Les juges examinent la responsabilité des géants du web sur les contenus qu’ils hébergent.
Article rédigé par franceinfo - Fréderic Says
Radio France
Publié
Temps de lecture : 3min
Jose Hernandez (à gauche) et Beatriz Gonzalez (à droite), beau-père et mère de Nohemi Gonzalez, décédée dans un attentat terroriste à Paris en 2015, devant la Cour suprême des États-Unis, le 21 février 2023. (DREW ANGERER / GETTY IMAGES NORTH AMERICA via AFP)

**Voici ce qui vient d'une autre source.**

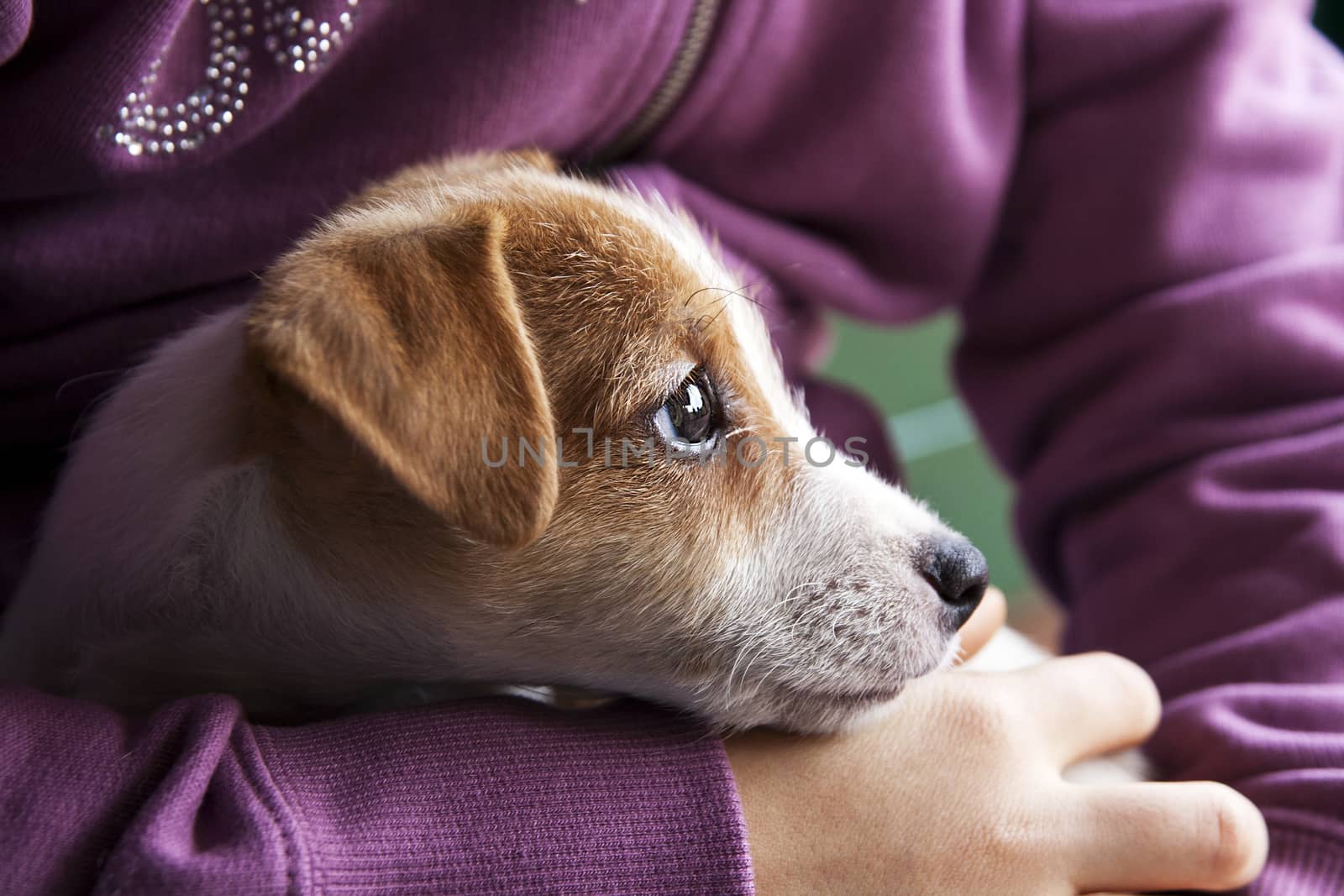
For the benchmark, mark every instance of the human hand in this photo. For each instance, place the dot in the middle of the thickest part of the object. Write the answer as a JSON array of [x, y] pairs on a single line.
[[958, 790]]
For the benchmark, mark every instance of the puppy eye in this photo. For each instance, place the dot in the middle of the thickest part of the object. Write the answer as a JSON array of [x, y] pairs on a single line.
[[690, 418]]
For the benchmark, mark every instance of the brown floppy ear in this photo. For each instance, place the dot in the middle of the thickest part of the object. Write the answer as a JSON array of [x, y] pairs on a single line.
[[413, 338]]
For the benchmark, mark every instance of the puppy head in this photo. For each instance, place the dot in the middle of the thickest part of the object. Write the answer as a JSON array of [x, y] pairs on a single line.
[[539, 422]]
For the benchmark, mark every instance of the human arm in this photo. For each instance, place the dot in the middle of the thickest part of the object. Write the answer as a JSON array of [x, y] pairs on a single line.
[[1136, 208], [958, 790]]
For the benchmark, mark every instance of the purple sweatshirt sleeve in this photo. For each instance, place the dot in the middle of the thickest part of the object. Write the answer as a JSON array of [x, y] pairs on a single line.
[[1139, 210], [1158, 356], [197, 801]]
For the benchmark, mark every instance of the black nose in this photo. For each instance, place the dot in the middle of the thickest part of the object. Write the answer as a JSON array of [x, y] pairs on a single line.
[[958, 573]]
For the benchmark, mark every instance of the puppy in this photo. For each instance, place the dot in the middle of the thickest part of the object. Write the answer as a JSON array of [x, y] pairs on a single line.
[[487, 423]]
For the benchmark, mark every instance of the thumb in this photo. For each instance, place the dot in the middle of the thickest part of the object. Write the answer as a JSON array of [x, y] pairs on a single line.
[[984, 622]]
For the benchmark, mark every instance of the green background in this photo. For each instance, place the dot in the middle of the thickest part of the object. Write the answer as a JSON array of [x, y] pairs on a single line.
[[906, 374]]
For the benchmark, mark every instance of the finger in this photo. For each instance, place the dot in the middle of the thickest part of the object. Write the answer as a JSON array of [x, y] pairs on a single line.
[[1088, 705], [984, 622], [1167, 836]]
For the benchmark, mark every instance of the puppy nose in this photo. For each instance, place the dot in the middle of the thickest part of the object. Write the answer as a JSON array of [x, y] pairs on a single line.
[[958, 573]]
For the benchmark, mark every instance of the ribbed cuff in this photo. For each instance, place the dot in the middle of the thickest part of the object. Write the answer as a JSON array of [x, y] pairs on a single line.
[[506, 797], [1301, 864]]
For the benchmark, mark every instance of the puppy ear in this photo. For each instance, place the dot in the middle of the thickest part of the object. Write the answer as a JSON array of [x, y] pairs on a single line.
[[413, 340]]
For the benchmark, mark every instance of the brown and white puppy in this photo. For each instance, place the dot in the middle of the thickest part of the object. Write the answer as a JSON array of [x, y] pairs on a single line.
[[302, 501]]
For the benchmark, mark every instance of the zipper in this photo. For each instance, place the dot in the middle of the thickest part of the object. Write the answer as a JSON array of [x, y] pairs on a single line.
[[674, 85]]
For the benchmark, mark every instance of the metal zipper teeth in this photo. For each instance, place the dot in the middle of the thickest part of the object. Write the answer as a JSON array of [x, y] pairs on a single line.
[[675, 82]]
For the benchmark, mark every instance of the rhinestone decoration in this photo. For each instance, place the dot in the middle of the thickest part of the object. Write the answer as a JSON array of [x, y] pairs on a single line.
[[241, 31]]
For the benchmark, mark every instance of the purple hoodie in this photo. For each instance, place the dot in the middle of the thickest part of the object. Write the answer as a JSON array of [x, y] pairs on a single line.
[[1136, 207]]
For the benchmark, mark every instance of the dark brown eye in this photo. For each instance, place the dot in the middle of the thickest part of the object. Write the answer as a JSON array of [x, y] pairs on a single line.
[[690, 418]]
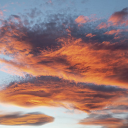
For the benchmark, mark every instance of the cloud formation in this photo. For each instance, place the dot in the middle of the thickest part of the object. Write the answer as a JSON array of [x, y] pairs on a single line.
[[105, 120], [50, 91], [25, 119], [120, 17], [66, 54]]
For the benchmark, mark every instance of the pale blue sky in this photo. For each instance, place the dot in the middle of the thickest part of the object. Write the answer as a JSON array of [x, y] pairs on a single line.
[[102, 8]]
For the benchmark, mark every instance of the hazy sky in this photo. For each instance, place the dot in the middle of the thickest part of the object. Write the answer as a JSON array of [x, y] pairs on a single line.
[[64, 63]]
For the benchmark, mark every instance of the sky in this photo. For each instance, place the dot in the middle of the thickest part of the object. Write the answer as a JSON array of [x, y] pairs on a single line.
[[63, 63]]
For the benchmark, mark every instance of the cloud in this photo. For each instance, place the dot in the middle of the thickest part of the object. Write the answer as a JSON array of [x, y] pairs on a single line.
[[25, 119], [120, 17], [82, 19], [106, 120], [50, 91], [68, 55]]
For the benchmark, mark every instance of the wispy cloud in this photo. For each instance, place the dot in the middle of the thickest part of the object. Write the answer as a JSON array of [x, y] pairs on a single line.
[[48, 91], [25, 119]]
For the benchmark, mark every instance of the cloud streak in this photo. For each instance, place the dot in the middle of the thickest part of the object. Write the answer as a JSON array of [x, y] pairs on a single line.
[[48, 91], [25, 119]]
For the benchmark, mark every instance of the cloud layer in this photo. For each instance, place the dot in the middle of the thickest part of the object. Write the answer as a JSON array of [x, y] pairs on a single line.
[[72, 61], [25, 119]]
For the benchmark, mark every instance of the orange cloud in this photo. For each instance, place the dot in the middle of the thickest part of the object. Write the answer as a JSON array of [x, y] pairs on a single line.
[[82, 19], [25, 119], [103, 120], [48, 91], [90, 35], [72, 58], [78, 61], [120, 17]]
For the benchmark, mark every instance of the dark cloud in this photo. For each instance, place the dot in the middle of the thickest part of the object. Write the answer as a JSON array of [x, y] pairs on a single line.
[[120, 17], [50, 91], [25, 119]]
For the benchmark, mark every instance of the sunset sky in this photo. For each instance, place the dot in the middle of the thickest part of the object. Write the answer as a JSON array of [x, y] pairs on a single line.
[[64, 63]]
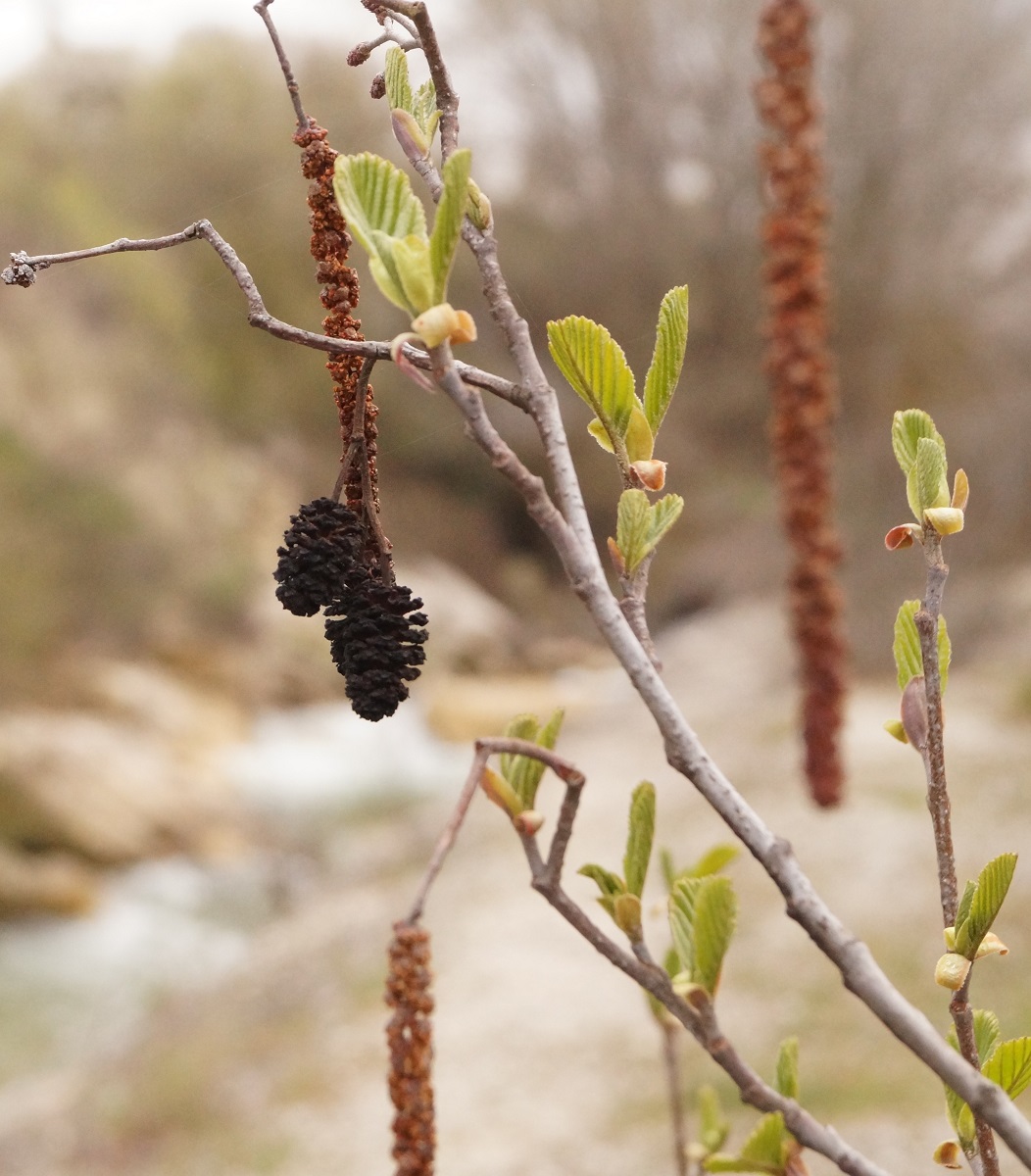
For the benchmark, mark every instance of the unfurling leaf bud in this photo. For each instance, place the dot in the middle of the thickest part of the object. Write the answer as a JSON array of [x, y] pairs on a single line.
[[626, 912], [946, 520], [528, 822], [952, 970], [410, 135], [652, 473], [902, 536]]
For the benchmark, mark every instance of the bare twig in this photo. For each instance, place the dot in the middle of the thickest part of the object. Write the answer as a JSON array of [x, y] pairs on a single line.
[[934, 757], [261, 9], [24, 269]]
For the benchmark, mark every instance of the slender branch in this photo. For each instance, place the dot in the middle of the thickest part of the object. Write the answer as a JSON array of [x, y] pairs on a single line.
[[24, 270], [294, 89], [934, 757], [446, 95], [449, 835]]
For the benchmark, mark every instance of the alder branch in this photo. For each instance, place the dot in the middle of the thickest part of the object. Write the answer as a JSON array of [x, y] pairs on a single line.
[[24, 270], [699, 1016]]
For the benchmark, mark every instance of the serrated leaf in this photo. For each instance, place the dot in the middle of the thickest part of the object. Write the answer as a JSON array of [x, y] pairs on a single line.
[[931, 476], [714, 922], [596, 369], [787, 1079], [640, 838], [667, 358], [395, 79], [380, 209], [600, 433], [681, 922], [424, 109], [908, 660], [1010, 1065], [944, 653], [611, 885], [907, 429], [413, 259], [990, 892], [638, 441], [447, 227], [713, 1127], [712, 861]]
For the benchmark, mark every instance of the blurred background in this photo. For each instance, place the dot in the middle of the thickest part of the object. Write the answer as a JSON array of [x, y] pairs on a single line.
[[176, 770]]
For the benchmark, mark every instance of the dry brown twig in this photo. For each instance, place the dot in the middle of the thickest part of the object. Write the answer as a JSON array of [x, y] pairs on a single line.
[[560, 513]]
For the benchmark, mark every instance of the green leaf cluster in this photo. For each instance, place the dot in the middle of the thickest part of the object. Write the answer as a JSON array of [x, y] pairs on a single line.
[[516, 788], [411, 266], [1006, 1063], [770, 1147], [596, 368], [641, 524], [908, 660], [620, 897], [421, 105], [979, 906], [920, 454], [702, 920]]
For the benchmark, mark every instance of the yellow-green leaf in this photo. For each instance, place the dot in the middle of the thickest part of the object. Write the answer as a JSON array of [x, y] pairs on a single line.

"Une décision qui pourrait transformer internet", voici comment le Washington Post, le prestigieux journal américain, présente cette affaire. De quoi s'agit-il ? La Cour suprême américaine doit décider si les grandes plateformes, comme YouTube, sont responsables juridiquement des contenus qu'elles diffusent et qu'elles relaient. La question se pose en raison d'une plainte déposée par la famille d'une jeune américaine, tuée à Paris lors des attentats du 13 novembre 2015. Les avocats de cette famille estiment que YouTube porte une responsabilité, car le site a hébergé des vidéos de propagande de l'État islamique. Plus grave, d'après ces avocats, qui ont fait valoir leurs arguments mardi 21 février devant la Cour, YouTube a même suggéré des contenus terroristes à des utilisateurs. Il s'agit de ces recommandations automatiques, générées par des algorithmes quand à la fin d'une vidéo, que vous venez de regarder, on vous en propose une autre. Les juges de la Cour suprême, la plus haute autorité judiciaire du pays, doivent donc déterminer si les plateformes sont complices du terrorisme.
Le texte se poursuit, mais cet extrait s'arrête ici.